Autopilots will incorrectly intercept approach guidance and fly through the course or altitude when you’re low to the ground or blow through the lateral course into a parallel runway’s course. That’s the most frequent failure I’ve encountered. I’ve also seen it just completely lose its mind on autoland at low altitude requiring intervention.

Point is split second decisions are needed during critical phases of flight. Driving a car on autopilot is likely going to require that level of vigilance during the entire drive unless we get highway systems that present hyper controlled environments where self-driving cars have higher reliability. This can kind of be likened to why cruise is less critical in an aircraft. You’re at high altitude, traffic is exclusively controlled by ATC (unlike low altitude where there is traffic not under ATC control), and the aircraft are all required to operate on autopilot and have collision avoidance systems where the aircraft communicate with each other (TCAS).

Aviation has dealt with the integration of these systems for the last 5 decades and the human/machine interface. There have been many failures and successes and I think it would be a great place to start for figuring out how this works with cars.

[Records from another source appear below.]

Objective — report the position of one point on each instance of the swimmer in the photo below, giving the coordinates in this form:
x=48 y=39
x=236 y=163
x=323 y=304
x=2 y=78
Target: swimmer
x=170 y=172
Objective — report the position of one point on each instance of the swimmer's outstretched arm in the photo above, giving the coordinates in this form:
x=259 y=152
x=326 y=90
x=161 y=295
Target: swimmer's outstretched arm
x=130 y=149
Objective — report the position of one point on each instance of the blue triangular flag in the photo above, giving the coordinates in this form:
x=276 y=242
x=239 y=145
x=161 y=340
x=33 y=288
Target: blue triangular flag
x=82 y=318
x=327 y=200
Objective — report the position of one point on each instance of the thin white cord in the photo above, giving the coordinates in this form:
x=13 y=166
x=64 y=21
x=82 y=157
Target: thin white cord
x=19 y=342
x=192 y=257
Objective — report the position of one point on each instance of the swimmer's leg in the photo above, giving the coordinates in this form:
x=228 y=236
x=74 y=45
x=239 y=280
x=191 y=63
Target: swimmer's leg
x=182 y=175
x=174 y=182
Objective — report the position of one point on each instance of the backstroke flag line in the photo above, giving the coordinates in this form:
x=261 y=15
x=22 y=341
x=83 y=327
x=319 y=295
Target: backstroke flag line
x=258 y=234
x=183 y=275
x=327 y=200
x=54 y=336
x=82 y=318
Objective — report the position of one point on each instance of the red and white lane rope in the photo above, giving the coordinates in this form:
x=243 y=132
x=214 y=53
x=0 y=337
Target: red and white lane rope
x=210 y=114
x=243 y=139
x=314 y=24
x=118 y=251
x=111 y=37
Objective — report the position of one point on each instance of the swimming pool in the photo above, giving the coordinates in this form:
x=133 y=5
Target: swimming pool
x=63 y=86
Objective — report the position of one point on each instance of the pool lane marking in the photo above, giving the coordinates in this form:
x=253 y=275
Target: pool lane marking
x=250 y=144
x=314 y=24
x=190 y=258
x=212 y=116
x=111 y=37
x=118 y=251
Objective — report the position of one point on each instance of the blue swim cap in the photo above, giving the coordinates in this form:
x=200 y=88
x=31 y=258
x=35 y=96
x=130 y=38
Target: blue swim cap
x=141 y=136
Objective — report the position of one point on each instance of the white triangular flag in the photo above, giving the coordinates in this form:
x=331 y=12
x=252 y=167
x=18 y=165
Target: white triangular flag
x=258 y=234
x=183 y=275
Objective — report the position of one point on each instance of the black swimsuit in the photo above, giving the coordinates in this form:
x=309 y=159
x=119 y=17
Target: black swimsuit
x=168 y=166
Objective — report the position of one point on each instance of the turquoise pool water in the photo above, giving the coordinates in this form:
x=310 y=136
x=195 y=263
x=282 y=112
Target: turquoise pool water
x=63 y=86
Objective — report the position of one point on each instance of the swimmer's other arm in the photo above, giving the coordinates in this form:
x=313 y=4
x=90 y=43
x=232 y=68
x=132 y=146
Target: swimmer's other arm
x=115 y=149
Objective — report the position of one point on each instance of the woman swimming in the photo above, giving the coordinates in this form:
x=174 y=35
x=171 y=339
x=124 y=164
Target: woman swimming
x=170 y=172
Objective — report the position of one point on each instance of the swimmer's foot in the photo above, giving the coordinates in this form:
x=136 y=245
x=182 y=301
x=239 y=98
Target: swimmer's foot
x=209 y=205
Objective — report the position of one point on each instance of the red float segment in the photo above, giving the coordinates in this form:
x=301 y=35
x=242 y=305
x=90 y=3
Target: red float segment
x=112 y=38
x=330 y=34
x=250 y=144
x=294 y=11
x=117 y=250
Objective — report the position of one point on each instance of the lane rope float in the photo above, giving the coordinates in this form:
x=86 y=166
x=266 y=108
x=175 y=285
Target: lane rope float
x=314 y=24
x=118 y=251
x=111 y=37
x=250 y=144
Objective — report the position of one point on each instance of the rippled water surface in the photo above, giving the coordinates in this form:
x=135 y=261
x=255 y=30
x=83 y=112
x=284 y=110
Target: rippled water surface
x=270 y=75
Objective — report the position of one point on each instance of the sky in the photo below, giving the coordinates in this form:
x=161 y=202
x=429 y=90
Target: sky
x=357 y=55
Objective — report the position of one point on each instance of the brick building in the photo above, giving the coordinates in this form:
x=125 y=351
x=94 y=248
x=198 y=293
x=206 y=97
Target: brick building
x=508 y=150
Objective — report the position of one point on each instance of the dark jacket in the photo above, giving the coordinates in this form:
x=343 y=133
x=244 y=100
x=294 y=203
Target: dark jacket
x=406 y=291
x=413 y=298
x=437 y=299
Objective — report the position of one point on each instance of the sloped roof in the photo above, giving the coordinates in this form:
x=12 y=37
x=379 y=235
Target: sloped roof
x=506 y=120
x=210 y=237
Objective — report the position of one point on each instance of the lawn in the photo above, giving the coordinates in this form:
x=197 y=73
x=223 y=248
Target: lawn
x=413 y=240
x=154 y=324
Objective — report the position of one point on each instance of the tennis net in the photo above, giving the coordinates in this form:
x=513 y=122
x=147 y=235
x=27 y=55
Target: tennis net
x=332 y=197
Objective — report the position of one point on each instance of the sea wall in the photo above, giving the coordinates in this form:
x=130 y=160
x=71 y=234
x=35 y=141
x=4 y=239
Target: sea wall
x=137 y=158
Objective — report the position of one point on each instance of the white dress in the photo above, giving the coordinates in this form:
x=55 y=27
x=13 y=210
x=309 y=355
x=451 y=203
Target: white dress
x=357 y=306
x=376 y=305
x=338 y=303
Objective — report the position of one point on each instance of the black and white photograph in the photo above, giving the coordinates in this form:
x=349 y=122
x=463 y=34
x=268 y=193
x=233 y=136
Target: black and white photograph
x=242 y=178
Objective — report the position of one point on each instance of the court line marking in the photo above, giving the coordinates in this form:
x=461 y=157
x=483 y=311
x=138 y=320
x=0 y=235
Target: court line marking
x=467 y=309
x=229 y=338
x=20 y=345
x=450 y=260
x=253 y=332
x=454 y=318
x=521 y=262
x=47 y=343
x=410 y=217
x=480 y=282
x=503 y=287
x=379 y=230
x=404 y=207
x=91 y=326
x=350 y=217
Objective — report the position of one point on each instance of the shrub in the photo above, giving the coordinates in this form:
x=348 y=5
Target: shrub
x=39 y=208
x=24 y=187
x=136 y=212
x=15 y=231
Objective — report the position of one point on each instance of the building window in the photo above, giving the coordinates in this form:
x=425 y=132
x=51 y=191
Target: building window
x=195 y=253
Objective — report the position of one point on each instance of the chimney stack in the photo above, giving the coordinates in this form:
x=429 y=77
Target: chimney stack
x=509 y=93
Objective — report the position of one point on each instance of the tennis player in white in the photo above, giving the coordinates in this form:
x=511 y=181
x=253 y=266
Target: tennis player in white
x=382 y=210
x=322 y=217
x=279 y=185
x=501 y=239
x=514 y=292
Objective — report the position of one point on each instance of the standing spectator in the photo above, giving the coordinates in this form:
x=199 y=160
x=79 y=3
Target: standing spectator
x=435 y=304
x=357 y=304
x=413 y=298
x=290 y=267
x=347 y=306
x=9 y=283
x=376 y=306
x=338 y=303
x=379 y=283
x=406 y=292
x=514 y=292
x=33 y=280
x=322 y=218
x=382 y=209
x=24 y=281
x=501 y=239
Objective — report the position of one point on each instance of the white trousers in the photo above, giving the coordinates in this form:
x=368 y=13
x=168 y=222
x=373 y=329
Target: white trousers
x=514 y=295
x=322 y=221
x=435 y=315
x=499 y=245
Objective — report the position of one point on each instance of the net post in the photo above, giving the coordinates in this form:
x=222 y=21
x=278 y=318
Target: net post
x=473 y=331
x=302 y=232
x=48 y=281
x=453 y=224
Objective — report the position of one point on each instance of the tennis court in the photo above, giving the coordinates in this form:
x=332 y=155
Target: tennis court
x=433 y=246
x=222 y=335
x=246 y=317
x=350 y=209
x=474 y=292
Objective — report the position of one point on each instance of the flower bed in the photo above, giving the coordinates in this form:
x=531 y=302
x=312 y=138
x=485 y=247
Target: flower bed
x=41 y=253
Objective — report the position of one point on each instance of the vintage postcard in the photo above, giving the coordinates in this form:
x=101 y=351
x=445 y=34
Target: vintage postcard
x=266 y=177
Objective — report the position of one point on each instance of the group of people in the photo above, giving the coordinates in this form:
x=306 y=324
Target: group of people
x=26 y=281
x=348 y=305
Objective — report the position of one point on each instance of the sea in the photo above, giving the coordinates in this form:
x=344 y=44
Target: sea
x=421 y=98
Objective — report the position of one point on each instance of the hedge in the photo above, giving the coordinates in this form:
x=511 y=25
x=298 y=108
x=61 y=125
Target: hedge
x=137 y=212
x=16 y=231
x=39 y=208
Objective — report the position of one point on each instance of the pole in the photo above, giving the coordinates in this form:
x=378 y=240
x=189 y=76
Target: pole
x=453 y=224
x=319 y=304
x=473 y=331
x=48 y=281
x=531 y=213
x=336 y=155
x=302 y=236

Well but it sounds like the way we started is to take all of those lessons and chuck them out the window! Don't fly airliners, but I fly a trusty Cirrus with plenty of "advanced" avionics. The fact is that during the pillot training so much of your focus is on the failure points of the automation and how to recover. How we're building this into cars makes that an almost impossibility. The domain certainly makes it challenging, and it may prove to ultimately be impossible with current tech, but the analogy to me is like we're selling "autopilot" in cars in the same way we'd sell CAT III landing equipment in an airliner if what were powering that CAT III automation was your DIY Stratus.